Le Luxembourg occupe la première place européenne en matière de fonds de placement. Il doit sa position au fait que son gouvernement travaille de manière très consensuelle avec l’autorité de surveillance financière et les banques pour tailler le cadre le plus efficient possible. Cette collaboration existe aussi en Suisse, mais elle est moins élaborée et plus compliquée à mettre en œuvre en raison de la plus grande taille de notre pays et du nombre plus élevé d’acteurs concernés.

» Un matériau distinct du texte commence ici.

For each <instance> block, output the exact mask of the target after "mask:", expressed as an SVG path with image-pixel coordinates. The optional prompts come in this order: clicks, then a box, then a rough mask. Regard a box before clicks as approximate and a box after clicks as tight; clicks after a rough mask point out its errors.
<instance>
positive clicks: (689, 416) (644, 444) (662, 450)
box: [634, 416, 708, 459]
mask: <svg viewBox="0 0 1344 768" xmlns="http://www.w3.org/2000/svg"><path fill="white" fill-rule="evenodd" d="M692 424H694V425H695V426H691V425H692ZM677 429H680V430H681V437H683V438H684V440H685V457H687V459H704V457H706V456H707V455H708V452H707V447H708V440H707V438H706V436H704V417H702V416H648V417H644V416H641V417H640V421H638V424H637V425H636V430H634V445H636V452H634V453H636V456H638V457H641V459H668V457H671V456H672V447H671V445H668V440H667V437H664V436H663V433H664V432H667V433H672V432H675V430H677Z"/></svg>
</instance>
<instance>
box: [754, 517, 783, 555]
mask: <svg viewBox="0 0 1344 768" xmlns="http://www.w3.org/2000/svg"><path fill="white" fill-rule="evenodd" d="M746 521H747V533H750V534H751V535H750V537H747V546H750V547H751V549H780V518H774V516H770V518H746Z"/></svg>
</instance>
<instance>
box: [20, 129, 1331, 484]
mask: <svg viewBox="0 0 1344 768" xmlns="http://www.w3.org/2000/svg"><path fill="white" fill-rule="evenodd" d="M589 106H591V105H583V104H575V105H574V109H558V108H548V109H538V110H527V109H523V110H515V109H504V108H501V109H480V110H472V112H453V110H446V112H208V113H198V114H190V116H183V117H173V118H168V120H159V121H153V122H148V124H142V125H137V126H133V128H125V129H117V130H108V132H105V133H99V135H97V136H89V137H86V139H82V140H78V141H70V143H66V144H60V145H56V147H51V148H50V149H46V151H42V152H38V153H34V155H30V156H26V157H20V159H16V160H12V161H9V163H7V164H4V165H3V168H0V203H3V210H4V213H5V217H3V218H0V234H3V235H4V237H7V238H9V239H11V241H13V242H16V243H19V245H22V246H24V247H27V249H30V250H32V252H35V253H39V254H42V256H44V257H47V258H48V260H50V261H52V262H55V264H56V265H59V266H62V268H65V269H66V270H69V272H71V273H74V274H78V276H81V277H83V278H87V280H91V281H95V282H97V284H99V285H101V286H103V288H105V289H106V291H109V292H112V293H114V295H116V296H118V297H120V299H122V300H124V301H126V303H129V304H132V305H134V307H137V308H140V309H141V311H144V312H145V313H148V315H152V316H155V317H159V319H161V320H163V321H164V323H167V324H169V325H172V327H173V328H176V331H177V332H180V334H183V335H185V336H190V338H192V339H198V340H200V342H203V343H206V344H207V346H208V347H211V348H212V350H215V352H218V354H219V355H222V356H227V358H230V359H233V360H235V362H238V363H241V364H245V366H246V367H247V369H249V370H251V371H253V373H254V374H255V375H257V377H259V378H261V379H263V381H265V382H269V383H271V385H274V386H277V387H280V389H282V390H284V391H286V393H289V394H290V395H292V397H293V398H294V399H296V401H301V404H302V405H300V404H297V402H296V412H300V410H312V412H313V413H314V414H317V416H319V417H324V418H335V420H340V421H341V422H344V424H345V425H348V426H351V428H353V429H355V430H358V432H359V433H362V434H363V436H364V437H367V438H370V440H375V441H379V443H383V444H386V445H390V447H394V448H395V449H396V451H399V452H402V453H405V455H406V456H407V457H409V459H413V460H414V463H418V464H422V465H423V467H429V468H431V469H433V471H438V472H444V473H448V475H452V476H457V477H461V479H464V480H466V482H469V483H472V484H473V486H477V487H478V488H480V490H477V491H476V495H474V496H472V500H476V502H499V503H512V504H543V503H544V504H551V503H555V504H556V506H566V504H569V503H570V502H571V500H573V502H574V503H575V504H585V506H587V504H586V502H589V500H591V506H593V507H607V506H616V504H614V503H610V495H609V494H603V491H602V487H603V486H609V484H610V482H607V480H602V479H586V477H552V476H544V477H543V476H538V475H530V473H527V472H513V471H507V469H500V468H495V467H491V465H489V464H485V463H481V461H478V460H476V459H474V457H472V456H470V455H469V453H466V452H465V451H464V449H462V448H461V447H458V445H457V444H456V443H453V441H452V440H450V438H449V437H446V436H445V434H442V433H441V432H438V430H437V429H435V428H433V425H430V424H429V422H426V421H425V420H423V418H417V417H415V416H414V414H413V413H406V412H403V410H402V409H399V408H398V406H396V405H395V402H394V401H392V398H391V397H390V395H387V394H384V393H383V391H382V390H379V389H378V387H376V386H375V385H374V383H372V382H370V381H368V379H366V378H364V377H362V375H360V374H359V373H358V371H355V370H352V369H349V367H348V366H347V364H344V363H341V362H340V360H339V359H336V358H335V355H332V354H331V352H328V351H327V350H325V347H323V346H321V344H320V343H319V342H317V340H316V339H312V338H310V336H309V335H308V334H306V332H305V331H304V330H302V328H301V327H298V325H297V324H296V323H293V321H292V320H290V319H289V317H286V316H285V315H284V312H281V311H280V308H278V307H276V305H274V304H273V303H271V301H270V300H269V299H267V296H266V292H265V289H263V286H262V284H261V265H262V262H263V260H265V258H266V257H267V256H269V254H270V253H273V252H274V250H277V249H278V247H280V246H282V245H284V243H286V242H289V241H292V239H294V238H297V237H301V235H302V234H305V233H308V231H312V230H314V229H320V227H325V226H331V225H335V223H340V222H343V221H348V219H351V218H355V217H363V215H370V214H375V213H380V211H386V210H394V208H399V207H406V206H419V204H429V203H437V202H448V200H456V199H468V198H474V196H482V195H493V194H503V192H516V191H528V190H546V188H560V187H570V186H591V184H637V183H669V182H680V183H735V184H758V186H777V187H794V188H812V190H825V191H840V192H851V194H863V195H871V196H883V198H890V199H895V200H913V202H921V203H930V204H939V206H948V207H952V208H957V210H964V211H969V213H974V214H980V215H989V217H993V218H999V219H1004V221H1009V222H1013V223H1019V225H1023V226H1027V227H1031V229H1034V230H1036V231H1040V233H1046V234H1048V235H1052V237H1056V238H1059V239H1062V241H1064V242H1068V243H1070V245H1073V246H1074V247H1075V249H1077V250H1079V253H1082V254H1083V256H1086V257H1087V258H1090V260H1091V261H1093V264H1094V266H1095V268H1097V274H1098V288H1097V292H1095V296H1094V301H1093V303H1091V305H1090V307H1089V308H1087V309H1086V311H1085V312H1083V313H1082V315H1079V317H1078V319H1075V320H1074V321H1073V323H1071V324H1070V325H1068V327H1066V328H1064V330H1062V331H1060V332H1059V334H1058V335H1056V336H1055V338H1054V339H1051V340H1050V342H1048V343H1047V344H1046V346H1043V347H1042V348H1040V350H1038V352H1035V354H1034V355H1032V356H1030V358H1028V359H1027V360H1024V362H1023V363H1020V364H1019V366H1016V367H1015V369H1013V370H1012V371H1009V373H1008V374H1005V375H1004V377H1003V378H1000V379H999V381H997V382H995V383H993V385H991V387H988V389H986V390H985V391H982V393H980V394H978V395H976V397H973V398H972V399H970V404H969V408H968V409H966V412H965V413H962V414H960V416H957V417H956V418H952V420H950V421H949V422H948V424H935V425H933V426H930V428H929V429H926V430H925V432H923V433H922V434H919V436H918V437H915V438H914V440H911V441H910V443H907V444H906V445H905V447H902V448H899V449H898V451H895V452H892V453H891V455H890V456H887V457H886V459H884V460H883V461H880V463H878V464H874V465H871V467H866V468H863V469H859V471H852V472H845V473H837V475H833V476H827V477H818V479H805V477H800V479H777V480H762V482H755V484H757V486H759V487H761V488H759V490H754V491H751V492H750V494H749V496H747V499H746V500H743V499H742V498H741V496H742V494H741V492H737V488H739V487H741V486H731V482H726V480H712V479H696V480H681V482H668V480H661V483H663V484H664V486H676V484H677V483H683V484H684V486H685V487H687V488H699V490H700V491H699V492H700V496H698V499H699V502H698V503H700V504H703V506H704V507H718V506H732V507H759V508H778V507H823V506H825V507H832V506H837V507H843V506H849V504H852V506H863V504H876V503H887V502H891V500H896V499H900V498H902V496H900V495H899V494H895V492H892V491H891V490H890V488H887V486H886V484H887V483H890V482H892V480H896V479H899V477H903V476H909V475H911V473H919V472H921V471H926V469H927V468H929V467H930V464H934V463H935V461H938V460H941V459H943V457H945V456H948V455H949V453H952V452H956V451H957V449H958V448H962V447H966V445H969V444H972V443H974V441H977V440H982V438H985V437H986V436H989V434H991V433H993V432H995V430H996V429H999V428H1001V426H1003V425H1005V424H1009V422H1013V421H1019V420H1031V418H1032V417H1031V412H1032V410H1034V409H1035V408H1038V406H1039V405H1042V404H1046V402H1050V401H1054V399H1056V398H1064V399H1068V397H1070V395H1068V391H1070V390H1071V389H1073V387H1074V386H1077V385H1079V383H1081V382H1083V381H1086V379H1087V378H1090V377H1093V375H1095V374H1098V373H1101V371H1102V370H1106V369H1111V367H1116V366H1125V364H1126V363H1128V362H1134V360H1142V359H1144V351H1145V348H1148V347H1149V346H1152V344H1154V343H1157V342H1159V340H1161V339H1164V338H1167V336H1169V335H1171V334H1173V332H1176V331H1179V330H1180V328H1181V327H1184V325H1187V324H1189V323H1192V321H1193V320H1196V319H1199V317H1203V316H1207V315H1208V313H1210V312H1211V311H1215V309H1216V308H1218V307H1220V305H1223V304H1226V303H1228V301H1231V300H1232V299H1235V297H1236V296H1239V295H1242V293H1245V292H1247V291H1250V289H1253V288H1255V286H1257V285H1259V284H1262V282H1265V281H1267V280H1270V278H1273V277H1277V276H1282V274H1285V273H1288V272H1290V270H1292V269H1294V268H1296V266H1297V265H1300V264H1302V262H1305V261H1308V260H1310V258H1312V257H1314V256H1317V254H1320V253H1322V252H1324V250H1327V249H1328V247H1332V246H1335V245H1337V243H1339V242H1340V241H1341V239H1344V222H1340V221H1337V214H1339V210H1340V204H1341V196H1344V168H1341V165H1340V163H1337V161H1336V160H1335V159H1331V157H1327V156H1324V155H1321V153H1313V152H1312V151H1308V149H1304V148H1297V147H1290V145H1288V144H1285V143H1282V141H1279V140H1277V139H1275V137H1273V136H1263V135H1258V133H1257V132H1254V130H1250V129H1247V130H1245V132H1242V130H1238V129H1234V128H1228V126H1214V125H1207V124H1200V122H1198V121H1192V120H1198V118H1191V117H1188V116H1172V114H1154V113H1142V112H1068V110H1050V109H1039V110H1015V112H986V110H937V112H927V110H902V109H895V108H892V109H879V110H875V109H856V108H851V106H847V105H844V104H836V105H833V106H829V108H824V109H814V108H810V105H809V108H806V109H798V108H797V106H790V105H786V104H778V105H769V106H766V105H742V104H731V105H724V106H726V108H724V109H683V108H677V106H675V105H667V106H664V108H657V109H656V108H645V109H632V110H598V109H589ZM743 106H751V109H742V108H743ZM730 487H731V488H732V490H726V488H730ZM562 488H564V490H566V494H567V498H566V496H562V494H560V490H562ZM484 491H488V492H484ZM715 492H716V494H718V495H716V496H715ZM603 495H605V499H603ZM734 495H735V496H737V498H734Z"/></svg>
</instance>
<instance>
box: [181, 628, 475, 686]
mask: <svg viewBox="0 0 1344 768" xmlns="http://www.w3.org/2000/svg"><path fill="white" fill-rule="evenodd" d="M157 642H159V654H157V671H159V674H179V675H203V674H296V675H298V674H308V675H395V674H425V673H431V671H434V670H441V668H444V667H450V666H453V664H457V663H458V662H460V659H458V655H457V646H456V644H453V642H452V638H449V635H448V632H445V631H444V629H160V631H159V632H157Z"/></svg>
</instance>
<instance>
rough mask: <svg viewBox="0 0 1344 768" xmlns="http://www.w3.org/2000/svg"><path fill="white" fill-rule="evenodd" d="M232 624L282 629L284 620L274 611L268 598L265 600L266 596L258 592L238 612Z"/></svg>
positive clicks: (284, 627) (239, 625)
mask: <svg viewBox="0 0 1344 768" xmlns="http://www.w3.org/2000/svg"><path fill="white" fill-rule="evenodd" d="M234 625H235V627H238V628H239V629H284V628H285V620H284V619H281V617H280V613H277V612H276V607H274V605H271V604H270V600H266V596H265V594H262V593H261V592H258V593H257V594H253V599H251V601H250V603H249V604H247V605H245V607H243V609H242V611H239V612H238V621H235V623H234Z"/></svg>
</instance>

Le fort développement du Luxembourg en matière de gestion institutionnelle provient de la capacité de son autorité de régulation à jouer au mieux avec les directives européennes, voire à les anticiper, quand elle ne les inspire pas. La Suisse, pour accroître son avantage, doit-elle se rapprocher des instances européennes en la matière?

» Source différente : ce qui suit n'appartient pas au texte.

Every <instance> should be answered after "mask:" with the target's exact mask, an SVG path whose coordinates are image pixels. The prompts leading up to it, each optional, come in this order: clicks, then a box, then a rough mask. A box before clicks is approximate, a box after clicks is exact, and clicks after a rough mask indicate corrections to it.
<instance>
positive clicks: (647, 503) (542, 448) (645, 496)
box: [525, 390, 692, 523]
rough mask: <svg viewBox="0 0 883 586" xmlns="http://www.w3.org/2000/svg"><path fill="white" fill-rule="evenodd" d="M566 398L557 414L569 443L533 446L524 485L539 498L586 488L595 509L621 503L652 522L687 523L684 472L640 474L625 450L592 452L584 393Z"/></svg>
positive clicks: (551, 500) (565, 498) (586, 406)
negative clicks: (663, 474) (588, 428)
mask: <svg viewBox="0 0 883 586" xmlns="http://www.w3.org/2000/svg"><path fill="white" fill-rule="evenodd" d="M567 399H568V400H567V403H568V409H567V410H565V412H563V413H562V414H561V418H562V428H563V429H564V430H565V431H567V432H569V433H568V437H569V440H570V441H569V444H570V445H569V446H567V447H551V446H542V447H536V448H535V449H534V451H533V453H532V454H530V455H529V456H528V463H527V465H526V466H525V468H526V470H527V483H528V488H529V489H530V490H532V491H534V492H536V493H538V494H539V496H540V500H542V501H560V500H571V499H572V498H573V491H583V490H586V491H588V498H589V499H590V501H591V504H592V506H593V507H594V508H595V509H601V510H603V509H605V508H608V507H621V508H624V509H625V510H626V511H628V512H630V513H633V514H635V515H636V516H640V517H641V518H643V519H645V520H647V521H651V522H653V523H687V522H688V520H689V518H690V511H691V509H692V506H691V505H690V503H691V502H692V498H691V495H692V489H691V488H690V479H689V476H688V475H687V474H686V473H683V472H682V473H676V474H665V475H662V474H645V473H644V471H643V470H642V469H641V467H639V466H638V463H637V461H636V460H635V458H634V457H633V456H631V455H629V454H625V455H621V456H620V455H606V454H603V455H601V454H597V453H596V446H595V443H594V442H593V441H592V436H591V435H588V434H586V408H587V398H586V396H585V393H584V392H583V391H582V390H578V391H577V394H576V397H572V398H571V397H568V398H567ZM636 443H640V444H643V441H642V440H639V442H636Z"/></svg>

Le processus d’élaboration législative en Suisse est beaucoup plus lent qu’au Luxembourg ou dans d’autres pays. De plus, cet Etat joue parfois avec les trous de la réglementation communautaire, ce qui lui permet de proposer aux acteurs financiers un cadre plus flexible dans certains cas (le blanchiment par exemple). L’objectif, pour la Suisse, réside avant tout dans le fait de garantir à ses gestionnaires l’accès aux marchés étrangers. Pas seulement européens. D’où notre quête de cet accès, en contrepartie duquel nous offrons le système de l’imposition à la source.

Rubik (impôt libératoire) est-il une bonne solution pour la place financière ou coûte-t-il trop cher?

C’est une bonne formule pour régler le passé, en particulier pour les banques comptant un nombre important de clients non déclarés. Mais les frais d’implémentation restent importants, voire disproportionnés pour les établissements ne comptant que peu de clients concernés. Ce système crée une distorsion en faveur des institutions qui ont le plus profité de l’évasion fiscale. Ce sont eux, aussi, qui bénéficient le plus de l’imposition à la source. Bien que très importante, la protection de la sphère privée ne pourra pas être maintenue face aux Etats qui cherchent à récupérer les impôts dus par leurs résidents. Nous devons donc renforcer la protection des données personnelles tout en permettant aux Etats de percevoir ces impôts dus.

La Suisse devra-t-elle se conformer, à l’avenir, à l’échange automatique d’informations?

Je ne vois pas comment la Suisse pourrait l’éviter à long terme. Mais notre pays doit rester très attentif à la manière de transmettre ces informations. L’individu a le droit à la confidentialité autour de ses avoirs et de ses investissements.

Sur ce dossier, la Suisse est très défensive. Une conversion rapide aux normes de l’OCDE ne lui conférerait-elle pas plus de poids pour mieux faire valoir ses intérêts dans d’autres dossiers?

En principe, oui. Mais ce n’est pas comme cela que la Suisse recevra quelque chose en échange.

Certes, mais ne donne-t-elle pas plus qu’elle ne reçoit, notamment face aux Etats-Unis?

Notre position de faiblesse vient du fait que nous n’avons jamais établi de liste de nos priorités ni élaboré de stratégie de négociation.

Comment la Suisse peut-elle se tirer de ce mauvais pas sans devoir recourir à une solution compliquée et coûteuse pour les banques?

Le secret bancaire devrait être redéfini en direction de la protection de la sphère privée tout en permettant aux Etats de percevoir leurs impôts.

 

PROFIL - GÉRARD FISCHER

Le directeur général de Swisscanto depuis 2003, société dont la masse sous gestion dépasse 50 milliards de francs, est également le vice-président de l’Association suisse des fonds de placement. Il a fait carrière dans l’ancienne SBS, chez DWS, Scudder et Vontobel.